P.J. Collins is the only police officer (garda) in the remote village of Duneen in Ireland. But he doesn't mind. The town is quiet, and he can handle the job by himself. Until the day that builders find some buried bones on an old farm. The bones are thought to belong to Tommy Burke, a young man torn between two women, because he had disappeared to London many years before. The bones would explain why he'd not been back. But are the bones really Tommy's? And how did they come to be buried in such a manner?
While P.J. had to call in the forensics team from Cork, he's not willing to give up the entire investigation to those intrusive big city boys who think they know everything. They may have investigated more murders than he has, but Duneen is his. He's the perfect man to dig through all the rumors and secrets to find out what really happened on the Burke farm all those years ago.

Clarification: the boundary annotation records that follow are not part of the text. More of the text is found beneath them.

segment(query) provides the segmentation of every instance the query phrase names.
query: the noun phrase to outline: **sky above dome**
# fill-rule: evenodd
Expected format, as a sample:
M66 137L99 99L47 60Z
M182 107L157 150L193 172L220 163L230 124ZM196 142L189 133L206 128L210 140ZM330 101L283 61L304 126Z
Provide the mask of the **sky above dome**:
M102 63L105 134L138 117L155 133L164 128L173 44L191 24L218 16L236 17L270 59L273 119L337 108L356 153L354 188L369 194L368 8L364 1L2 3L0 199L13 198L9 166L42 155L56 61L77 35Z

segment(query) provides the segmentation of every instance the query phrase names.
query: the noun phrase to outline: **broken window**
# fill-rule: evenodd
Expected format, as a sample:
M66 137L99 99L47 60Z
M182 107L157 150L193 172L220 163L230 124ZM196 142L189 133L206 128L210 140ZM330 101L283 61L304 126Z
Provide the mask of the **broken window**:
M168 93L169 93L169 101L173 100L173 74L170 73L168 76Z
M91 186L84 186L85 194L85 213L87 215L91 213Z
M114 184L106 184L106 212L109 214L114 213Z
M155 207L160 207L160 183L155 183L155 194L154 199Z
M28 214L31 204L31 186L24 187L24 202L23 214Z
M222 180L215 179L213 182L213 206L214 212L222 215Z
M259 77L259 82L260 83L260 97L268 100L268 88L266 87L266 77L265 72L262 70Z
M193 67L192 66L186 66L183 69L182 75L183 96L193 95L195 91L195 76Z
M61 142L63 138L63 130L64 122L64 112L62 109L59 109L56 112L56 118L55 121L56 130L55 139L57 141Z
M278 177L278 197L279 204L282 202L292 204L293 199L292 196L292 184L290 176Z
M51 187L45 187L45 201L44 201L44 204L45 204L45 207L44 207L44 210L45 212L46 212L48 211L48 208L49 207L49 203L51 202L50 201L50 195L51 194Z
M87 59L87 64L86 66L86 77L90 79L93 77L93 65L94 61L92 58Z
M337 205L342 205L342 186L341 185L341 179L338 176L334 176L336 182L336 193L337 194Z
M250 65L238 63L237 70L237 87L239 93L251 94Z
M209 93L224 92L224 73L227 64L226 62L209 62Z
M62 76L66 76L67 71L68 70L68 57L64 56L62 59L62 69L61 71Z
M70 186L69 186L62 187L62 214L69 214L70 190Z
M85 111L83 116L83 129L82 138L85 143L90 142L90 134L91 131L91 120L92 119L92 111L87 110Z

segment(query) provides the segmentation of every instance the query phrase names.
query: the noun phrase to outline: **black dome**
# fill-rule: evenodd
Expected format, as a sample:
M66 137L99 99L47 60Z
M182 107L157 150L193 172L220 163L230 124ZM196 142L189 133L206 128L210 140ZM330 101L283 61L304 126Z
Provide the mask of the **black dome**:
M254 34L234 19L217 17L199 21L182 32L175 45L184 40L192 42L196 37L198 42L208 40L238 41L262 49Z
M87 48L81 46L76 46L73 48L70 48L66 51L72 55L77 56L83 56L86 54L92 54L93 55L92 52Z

And in the midst of all that, he finds a competence and a confidence that he'd never known before.
The charm of Holding is a combination of a idyllic village of lovable and irascible characters, a mystery filled with secrets and rumors, and a beautiful writing style that transports you to a small corner of Ireland. This novel reminds me of everything I love about British mystery shows--the fully drawn characters, the compelling sense of a place, and the small-town secrets that come seeping out to put the final pieces in the puzzle. Everything about Graham Norton's Holding is an utter delight, and I recommend it without reservation. Put this on your shelf with all your favorite mystery novels, and hope that Norton considers turning this into a series.
Holding was provided by Atria Books through NetGalley.com, with many thanks.